Today a year ago, I lost a friend.
Adam was the youngest of my course mates at university. A year ago, he passed away, a young man in his prime. I still don’t know what actually caused his death.
What I do know is that, when news of his passing broke to the group, there was an outpouring of love. It moved me to see how this kid had touched the lives of so many. He was well-liked, as anyone with an Adam-anecdote to share will tell you.
Initial plans were hatched to create a memorial magazine for people who wanted to share what Adam meant to them. I was volunteered as editor, mainly because I do have the software needed. However, responses were abysmal, and some of Adam’s friends tried to prevent others of the group sharing their stories because “Adam wouldn’t have cared about them.” But everybody deals with grief differently, and I would never tell someone they weren’t allowed to grief or share their memories, just because it would piss someone off.

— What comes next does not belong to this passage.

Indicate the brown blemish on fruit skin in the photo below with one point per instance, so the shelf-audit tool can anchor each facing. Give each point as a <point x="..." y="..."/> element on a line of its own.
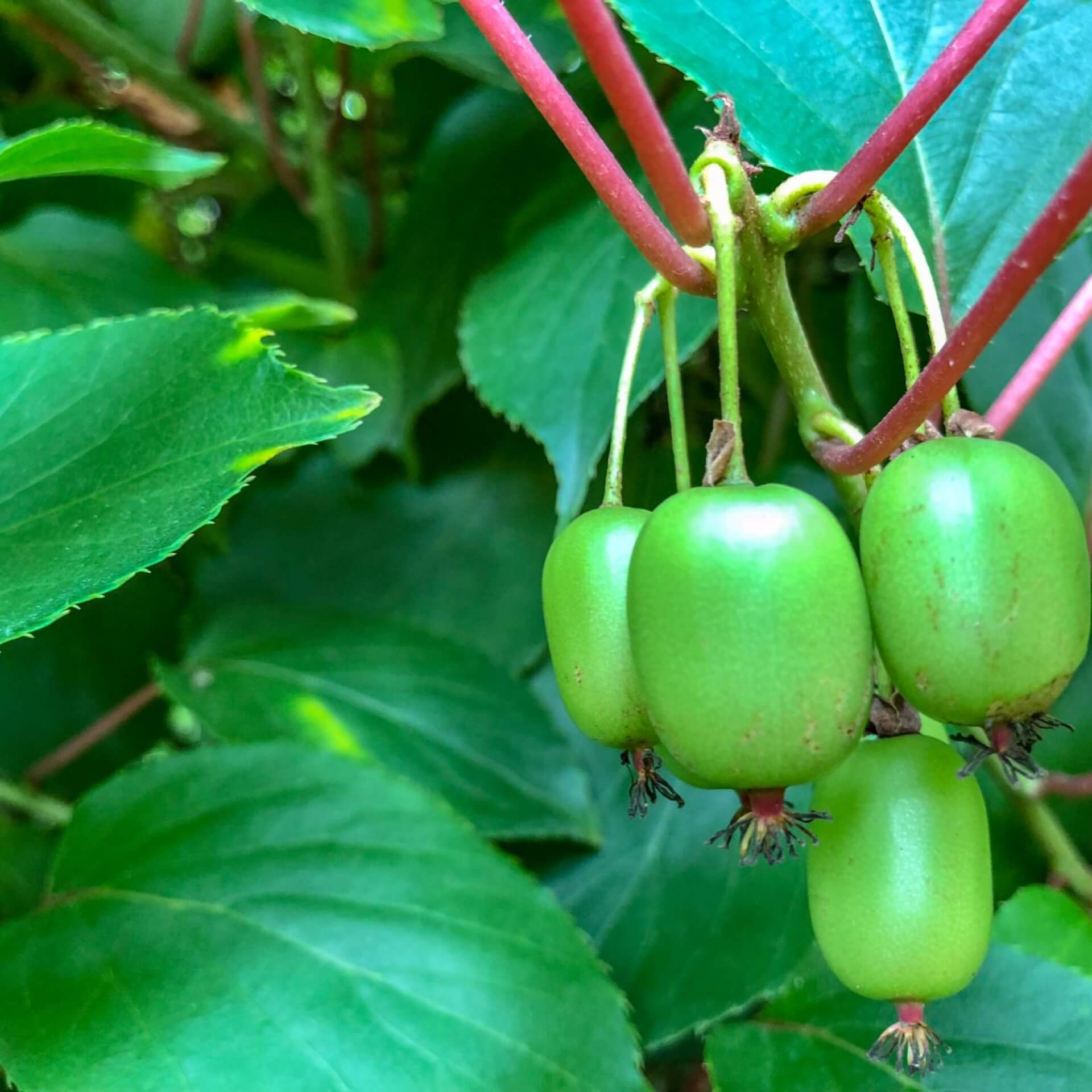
<point x="934" y="613"/>
<point x="1035" y="702"/>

I came under attack as well, from the same people. Cultural differences were glaringly obvious. I come from a place where “life goes on.” You mourn, but you move on. You celebrate the life of the deceased, you share stories far and wide, at the wake and beyond. The memorial magazine was meant to be a written version of those anecdotes that are revealed at wakes. Everyone’s favourite memories. I was accused of profiteering from a “vanity project” (it would have been for free, and I was the only one with layout software) and basically “not grieving right/enough, and not giving it time” and Adam’s “real friends” (read: him) didn’t like the idea. Everybody grieves differently. So I kindly told that person to shove it, and explained that just because my culture deals with death differently, doesn’t mean I’m not mourning a friend.
It’s not a competition.
Two days ago was the fifth anniversary of my graduation. Adam dropped out halfway through our final year. Moving away, we lost touch a bit. But whether we spoke or not in the time leading up to his passing, I considered him a friend to the end. I have no idea whether the same was true for him, but I like to think it was.

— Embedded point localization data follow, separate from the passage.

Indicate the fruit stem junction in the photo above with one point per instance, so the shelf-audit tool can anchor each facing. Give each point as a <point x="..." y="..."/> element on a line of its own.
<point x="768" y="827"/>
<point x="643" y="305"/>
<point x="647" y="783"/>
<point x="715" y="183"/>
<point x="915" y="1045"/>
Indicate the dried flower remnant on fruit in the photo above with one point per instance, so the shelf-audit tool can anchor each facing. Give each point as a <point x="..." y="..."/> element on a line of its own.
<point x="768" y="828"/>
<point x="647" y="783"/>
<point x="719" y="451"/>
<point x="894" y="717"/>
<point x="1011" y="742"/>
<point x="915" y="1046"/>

Here’s what I wrote about him a year ago:
I have just heard the sad news that my friend Adam Montgomery has passed away.
He was only 25 years old.
Adam and I went to university together, studying journalism in Carlisle. Whether we had lectures together, went for course meals or celebrated various accomplishments like birthdays and surviving another semester, Adam was always the life of the party. He was a very funny young man and a beautiful soul, always cheering everyone up by cracking jokes.

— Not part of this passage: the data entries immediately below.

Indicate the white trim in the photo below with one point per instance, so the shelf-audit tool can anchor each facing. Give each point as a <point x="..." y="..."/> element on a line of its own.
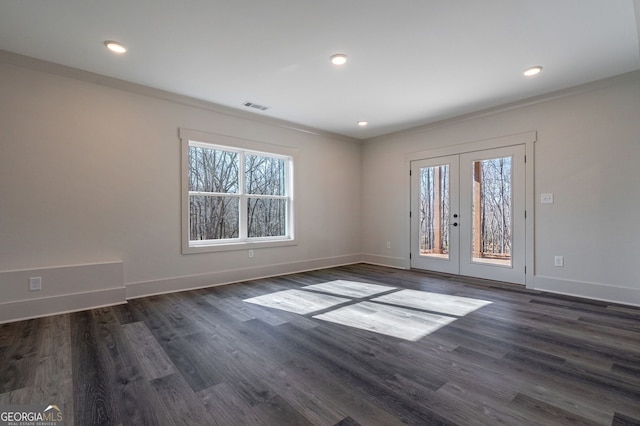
<point x="213" y="279"/>
<point x="189" y="138"/>
<point x="62" y="304"/>
<point x="588" y="290"/>
<point x="447" y="148"/>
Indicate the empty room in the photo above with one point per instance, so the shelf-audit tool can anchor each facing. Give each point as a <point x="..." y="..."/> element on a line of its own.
<point x="296" y="212"/>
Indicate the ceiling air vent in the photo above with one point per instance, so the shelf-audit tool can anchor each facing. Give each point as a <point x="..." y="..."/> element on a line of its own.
<point x="256" y="106"/>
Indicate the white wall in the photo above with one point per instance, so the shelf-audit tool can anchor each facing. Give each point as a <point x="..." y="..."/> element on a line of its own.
<point x="90" y="186"/>
<point x="91" y="174"/>
<point x="587" y="154"/>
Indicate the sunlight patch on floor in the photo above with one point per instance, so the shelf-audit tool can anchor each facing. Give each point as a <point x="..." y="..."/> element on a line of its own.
<point x="350" y="288"/>
<point x="389" y="320"/>
<point x="405" y="314"/>
<point x="434" y="302"/>
<point x="298" y="301"/>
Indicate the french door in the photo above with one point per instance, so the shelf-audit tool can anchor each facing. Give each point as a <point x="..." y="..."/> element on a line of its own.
<point x="468" y="214"/>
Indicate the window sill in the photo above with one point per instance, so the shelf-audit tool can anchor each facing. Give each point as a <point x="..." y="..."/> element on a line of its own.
<point x="244" y="245"/>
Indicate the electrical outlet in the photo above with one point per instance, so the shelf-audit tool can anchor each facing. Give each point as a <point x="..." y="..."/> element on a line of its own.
<point x="35" y="283"/>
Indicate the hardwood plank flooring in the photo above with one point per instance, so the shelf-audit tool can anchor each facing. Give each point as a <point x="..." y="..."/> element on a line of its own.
<point x="208" y="357"/>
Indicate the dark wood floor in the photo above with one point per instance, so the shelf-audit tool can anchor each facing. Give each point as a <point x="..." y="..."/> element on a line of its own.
<point x="206" y="358"/>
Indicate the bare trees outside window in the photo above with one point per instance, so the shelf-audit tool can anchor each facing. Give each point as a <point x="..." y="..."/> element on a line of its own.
<point x="434" y="210"/>
<point x="492" y="210"/>
<point x="237" y="195"/>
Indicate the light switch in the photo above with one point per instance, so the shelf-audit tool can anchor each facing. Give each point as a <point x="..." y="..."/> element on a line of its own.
<point x="546" y="198"/>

But he was troubled too. While at university, we organised his very first birthday party for him on his 19th birthday. By breaking away from the religion he was raised in (Jehova’s Witnesses) the same year, he lost family support. I am not sure whether they reconciled before he passed away.
His health deteriorated over the last year of his life as well and he was battling MS. But that didn’t put him down, and he never made a fuss about it and didn’t want his friends to make a fuss on his behalf either.
His cause of death is not known at this point; all we know is that he passed away at home in the flat he shared with two of his friends on 18th July. Adam was taken away way too soon and before he had a chance to really make his way in life.
Adam was the one who kept in contact with me while I spent semester breaks in Germany and I have lost count of the amounts of coffees we’ve shared after class.
I will always remember him as the slightly awkward kid (the youngest on our course by a mile) who grew into a funny, lively, lovely and confident (though still slightly awkward) young man who put a smile on the face of everyone he met.